Como Lidar com Crianças Indisciplinadas


  

Birras, mordidas, chutes… Veja o que fazer para intervir de forma positiva nessas situações.

Respeitoé uma questão um tanto quanto delicada para ensinar às crianças. Mesmo quando muito pequenas, elas são cheias de vontade própria, querendo ultrapassar os limites, custe o que custar, aderindo até à violência em alguns casos.
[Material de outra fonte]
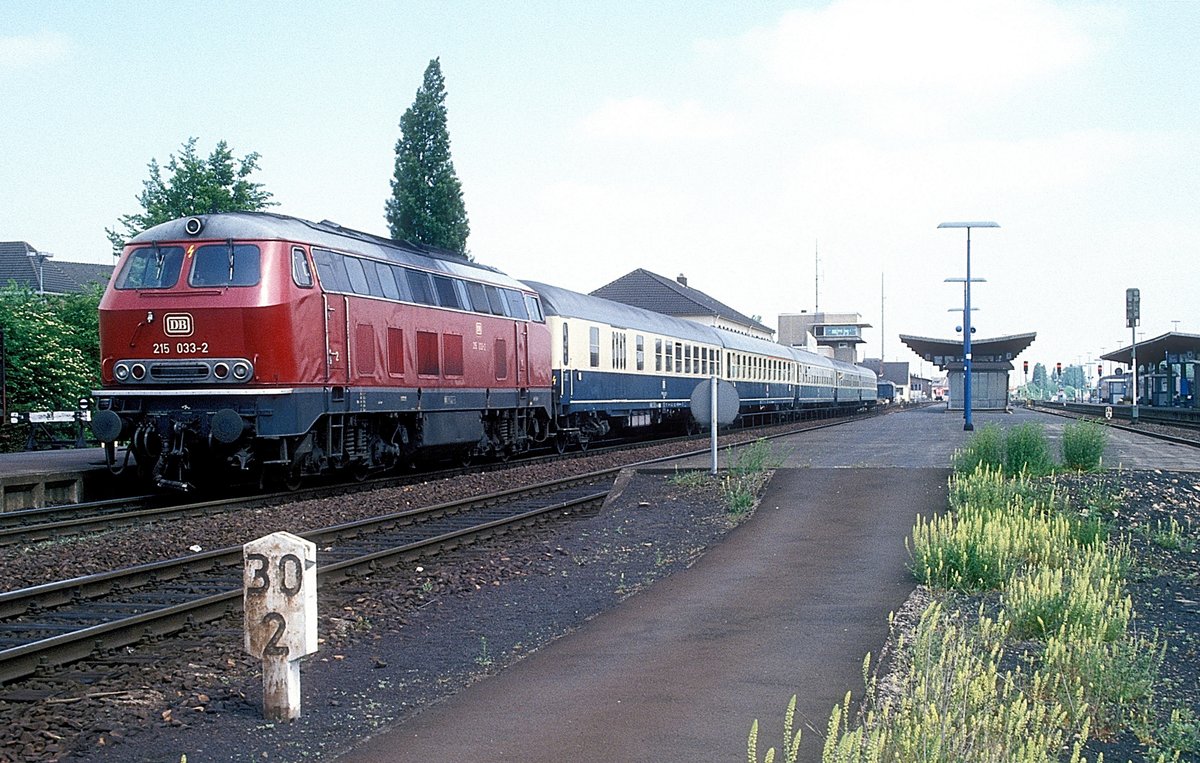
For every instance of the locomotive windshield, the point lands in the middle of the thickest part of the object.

A disciplina não é algo para ser aplicado apenas quando a criança está se comportando mal, mas sim algo contínuo para que ela tenha conhecimento de que algumas ações são positivas e outras não, sendo que para ambos os casos existem consequências.

Comportamentos agressivos

É interessante que você saiba, primeiramente, que mordidas, tapas, chutes, gritos etc, fazem parte do desenvolvimento natural das crianças. Isso se dá porque, como dissemos no parágrafo acima, elas querem expressar a vontade que tem sobre as coisas, sendo que ainda não possuem o senso de coletividade/empatia e também não controlam impulsos.

Contudo, não estamos dizendo que por serem comportamentos naturais devem ser também aceitáveis. É importante que você ensine a criança como aquele comportamento afeta os outros e ela, dando outras opções para que ela expresse a raiva.
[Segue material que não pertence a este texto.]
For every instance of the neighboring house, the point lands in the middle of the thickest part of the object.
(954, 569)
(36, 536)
Preparamos algumas dicas. Confira.

Seja lógico de uma forma inteligível

É comum que muitos responsáveis eduquem crianças dizendo "como você se sentiria se eu fizesse isso com você?" e aqui voltamos ao ponto: crianças nem sempre conseguem imaginar essa situação ou se por no lugar do outro. Logo, isso não serve pra nada.
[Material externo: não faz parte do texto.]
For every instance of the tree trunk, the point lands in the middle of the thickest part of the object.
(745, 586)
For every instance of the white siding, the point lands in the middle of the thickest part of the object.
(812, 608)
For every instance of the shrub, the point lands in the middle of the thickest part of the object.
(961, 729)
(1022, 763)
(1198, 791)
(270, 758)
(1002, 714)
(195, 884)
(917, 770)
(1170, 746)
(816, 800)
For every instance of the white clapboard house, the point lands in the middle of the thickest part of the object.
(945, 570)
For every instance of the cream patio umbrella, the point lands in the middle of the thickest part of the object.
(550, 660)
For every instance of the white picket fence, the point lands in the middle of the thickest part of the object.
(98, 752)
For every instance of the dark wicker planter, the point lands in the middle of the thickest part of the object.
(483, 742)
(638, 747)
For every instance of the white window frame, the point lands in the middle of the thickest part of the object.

Como então você pode adverti-lo? Quando ele estiver brincando com os amigos, por exemplo, e tiver comportamento agressivo, você deve retirá-lo de lá e mostrar as crianças brincando. Diga então que quando ela estiver pronta para brincar sem que machuque os colegas, aí sim ela pode retornar.

Ela pode não ser empática ainda, mas vai entender quando um determinado comportamento ou atitude ocasionar uma consequência que ela não gostaria de enfrentar.

Fique calmo




Pode ser difícil manter a calma quando a criança não para de berrar, mas asseguramos: bater, gritar, xingar ou ficar dizendo que o comportamento dela é muito feio, é uma péssima ideia. Isso só vai deixar a criança mais irritada. Outro ponto importante: para que a criança aprenda como controlar a raiva e não expressar dessa forma, ele deve ter um modelo.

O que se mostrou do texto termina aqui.